Под обе кровати — они на панцирных сетках спали — были положены датчики, которые регистрировали количество поворотов во сне (27).
Мы перекинулись двумя-тремя шутками. Вошел Евгений Анатольевич <Карпов>.
— Мальчики, может быть, вам помочь спать? — спросил он, опуская руки в карманы белоснежного халата.
В один голос мы отказались от снотворного. Да у него, наверное, и не было с собой таблеток: он был уверен, что мы откажемся их глотать. Хороший врач, он знал потребности своих пациентов. Ходили слухи, что, когда летчик, у которого болела голова, просил у него пирамидон, он давал порошок соды, пациент выпивал ее, и головную боль снимало как рукой (28).
Вспомнилась мама, как она в детстве целовала меня на сон грядущий в спину между лопаток (28).
У него было много таких качеств, как нежность излишняя, не свойственная мужчинам. Женского много в характере. Конечно, бывают отклонения у каждого. Летчик должен летать, быть твердым и последовательным в своих действиях (29).
Всё могло случиться. Достаточно было соринке попасть в глаз первому кандидату для полета в космос, или температуре у него повыситься на полградуса, или пульсу увеличиться на пять ударов — и его надо было заменить другим подготовленным человеком (28).
«Однажды Гагарин пришел на один из запусков, — продолжает Миров. — А погода была плохая.
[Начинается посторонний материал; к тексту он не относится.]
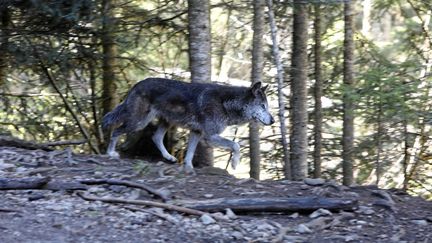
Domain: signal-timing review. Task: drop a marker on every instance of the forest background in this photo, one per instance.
(351, 80)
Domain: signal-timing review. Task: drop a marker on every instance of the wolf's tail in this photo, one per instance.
(114, 117)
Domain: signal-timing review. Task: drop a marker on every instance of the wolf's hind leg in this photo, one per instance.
(158, 140)
(228, 144)
(194, 138)
(113, 142)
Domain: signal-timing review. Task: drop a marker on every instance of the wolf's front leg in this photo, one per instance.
(228, 144)
(158, 140)
(111, 148)
(194, 138)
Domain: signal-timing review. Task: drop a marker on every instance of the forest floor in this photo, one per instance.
(63, 216)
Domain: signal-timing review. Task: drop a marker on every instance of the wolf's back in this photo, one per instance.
(114, 117)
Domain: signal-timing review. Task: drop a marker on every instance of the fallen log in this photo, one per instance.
(7, 141)
(261, 205)
(162, 194)
(167, 206)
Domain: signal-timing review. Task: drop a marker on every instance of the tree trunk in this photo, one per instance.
(4, 39)
(299, 115)
(200, 61)
(109, 48)
(318, 95)
(348, 103)
(257, 73)
(280, 80)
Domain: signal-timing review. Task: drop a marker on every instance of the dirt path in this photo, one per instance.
(62, 216)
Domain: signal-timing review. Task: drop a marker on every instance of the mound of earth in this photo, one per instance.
(61, 215)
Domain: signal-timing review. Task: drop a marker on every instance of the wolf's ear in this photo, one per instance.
(256, 88)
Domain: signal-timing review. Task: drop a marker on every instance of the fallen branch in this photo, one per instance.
(10, 210)
(163, 194)
(44, 183)
(161, 215)
(23, 183)
(66, 142)
(142, 203)
(244, 205)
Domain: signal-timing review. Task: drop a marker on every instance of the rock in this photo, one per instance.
(237, 235)
(303, 229)
(304, 187)
(365, 210)
(220, 216)
(230, 214)
(320, 212)
(98, 174)
(265, 227)
(384, 195)
(213, 227)
(319, 223)
(207, 219)
(314, 181)
(420, 222)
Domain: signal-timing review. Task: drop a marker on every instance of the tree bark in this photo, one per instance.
(280, 84)
(299, 115)
(200, 61)
(257, 73)
(4, 40)
(348, 102)
(317, 94)
(109, 48)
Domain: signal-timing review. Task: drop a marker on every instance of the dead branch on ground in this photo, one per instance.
(163, 194)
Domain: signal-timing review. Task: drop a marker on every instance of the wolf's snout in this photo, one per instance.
(271, 120)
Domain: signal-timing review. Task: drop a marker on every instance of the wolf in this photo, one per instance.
(205, 109)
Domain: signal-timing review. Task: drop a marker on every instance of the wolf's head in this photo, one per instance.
(257, 108)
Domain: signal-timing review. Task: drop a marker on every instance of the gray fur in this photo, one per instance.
(205, 109)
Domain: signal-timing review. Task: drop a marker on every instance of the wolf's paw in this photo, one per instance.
(188, 169)
(114, 154)
(235, 161)
(170, 158)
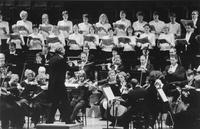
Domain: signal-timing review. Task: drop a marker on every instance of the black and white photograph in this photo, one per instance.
(99, 64)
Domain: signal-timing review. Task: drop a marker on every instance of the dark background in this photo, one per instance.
(11, 9)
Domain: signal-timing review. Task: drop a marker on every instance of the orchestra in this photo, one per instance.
(150, 67)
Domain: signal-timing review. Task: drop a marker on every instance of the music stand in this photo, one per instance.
(107, 91)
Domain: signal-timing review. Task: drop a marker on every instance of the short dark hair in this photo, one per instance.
(139, 13)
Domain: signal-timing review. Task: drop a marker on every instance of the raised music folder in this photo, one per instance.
(52, 40)
(142, 40)
(64, 28)
(124, 40)
(89, 38)
(119, 26)
(46, 29)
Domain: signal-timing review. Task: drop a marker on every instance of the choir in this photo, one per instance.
(151, 68)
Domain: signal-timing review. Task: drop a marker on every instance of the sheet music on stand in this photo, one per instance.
(108, 93)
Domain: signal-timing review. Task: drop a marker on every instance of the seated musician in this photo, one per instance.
(11, 110)
(4, 31)
(75, 42)
(103, 25)
(122, 24)
(138, 25)
(82, 100)
(165, 43)
(36, 40)
(84, 26)
(157, 23)
(25, 23)
(117, 64)
(144, 66)
(189, 112)
(147, 38)
(129, 51)
(65, 23)
(45, 28)
(136, 94)
(174, 27)
(16, 37)
(46, 55)
(192, 46)
(54, 39)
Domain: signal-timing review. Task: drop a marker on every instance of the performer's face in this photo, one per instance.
(194, 15)
(173, 61)
(140, 18)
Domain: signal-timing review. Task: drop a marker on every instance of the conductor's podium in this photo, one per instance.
(59, 125)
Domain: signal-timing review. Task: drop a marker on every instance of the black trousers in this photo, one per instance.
(60, 102)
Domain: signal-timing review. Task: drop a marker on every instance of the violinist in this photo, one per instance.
(82, 100)
(135, 94)
(188, 117)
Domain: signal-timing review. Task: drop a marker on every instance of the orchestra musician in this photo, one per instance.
(25, 23)
(82, 101)
(9, 96)
(84, 26)
(135, 94)
(166, 41)
(188, 117)
(4, 31)
(138, 25)
(56, 89)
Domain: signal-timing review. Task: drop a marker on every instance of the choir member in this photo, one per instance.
(91, 42)
(174, 27)
(138, 25)
(24, 23)
(55, 38)
(122, 24)
(75, 41)
(4, 31)
(157, 23)
(66, 26)
(107, 43)
(36, 40)
(45, 28)
(17, 38)
(84, 26)
(148, 38)
(103, 25)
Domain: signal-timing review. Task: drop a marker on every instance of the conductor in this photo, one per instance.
(56, 90)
Видно было, что Гагарин засорил глаз, постоянно тер его. Давай мы подбивать Меликова из санчасти: что ж ты ходишь на боевые дежурства, а если надо, помощь оказать боишься?» Он наконец решился, подошел к Гагарину. А тот ему отвечает: «Глаз не п… — и дальше матом — переморгает». Простым он был парнем. Если бы думал о вечности, подобрал бы более приличное слово (30).
Ранним утром 12 апреля 1961 года Александр Серяпин вместе с одним из руководителей полета находился на верхней площадке, рядом с кабиной корабля-носителя «Восток». Он вспоминает: «Мы там размещали питание, как раз перед посадкой космонавта. Всё осмотрели. Вместе с нами на этой же высоте стоял солдат с автоматом. Вдруг телефонный звонок. Солдат взял трубку, потом говорит: „Кто из вас доктор? Вас к телефону!“ Я беру трубку — Сергей Павлович: „Серяпин! Где космонавты? Почему они задерживаются? Что, я должен дозаправку делать? Топливо испаряется! Они уже опаздывают!“» (31).
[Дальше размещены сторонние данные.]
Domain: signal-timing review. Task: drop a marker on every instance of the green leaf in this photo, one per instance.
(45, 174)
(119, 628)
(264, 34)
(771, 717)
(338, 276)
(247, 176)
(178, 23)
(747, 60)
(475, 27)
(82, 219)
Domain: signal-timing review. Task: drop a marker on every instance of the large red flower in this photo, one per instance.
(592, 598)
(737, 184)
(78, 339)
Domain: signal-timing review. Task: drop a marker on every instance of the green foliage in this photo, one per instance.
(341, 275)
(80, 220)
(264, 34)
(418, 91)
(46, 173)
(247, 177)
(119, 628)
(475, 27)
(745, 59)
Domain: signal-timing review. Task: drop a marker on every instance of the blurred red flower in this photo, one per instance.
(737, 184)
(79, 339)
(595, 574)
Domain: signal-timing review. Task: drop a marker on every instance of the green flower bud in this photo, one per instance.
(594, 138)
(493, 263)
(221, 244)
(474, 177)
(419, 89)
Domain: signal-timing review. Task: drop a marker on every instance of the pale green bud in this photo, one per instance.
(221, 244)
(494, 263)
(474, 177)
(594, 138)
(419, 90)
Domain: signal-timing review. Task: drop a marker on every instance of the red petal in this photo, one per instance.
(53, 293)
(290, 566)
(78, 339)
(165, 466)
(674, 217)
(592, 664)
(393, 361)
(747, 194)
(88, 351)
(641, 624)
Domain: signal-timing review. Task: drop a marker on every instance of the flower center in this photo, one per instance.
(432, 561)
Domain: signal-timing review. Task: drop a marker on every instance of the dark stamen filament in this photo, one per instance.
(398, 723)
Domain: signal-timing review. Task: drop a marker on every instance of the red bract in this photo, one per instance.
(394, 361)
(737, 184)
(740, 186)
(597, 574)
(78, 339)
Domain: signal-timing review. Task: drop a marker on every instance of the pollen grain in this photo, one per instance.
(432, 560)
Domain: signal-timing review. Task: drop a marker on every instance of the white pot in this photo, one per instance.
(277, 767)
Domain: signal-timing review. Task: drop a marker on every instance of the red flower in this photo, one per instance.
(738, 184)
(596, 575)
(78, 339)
Мы с Олегом <Ивановским, конструктором «Востока»> онемели от неожиданности:
— Как это «где»? Мы уверены, что они сейчас с вами! Больше им быть негде! Не в Америке же они, в самом деле!..
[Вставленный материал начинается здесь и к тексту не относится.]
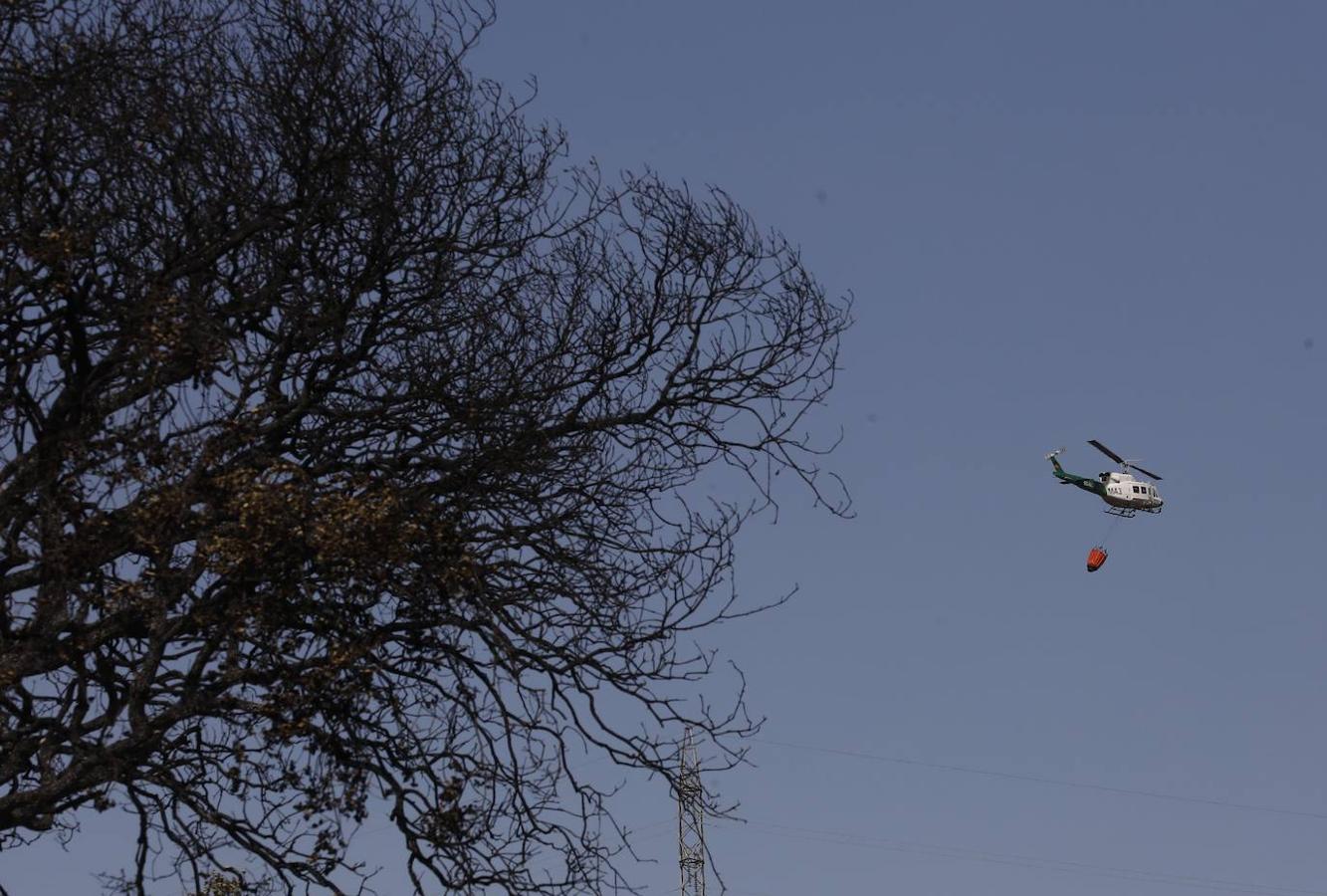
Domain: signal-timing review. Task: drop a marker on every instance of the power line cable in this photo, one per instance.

— У меня их тоже нет! Немедленно найти их и доставить на старт!..
Легко сказать «найти», «доставить»! А если их выкрала американская разведка и они уже вылетели за пределы Союза? Что тогда?..
Деваться некуда: я сваливаюсь вниз, вскакиваю в машину Королева и на бешеной скорости гоню к домику, в котором космонавты этой ночью отдыхали. И застаю их на выходе, в полном облачении. Оказывается, запуск едва не сорвал Герман Титов, наотрез отказавшийся надевать скафандр космонавта:
— Не понимаю, зачем он сейчас мне, если решено, что летит Юра?! (32).
Лицо задумчивое, тревожное, небритое.
— Летчики, уходя на полет, не бреются. Такова примета, — объясняют летчики (33).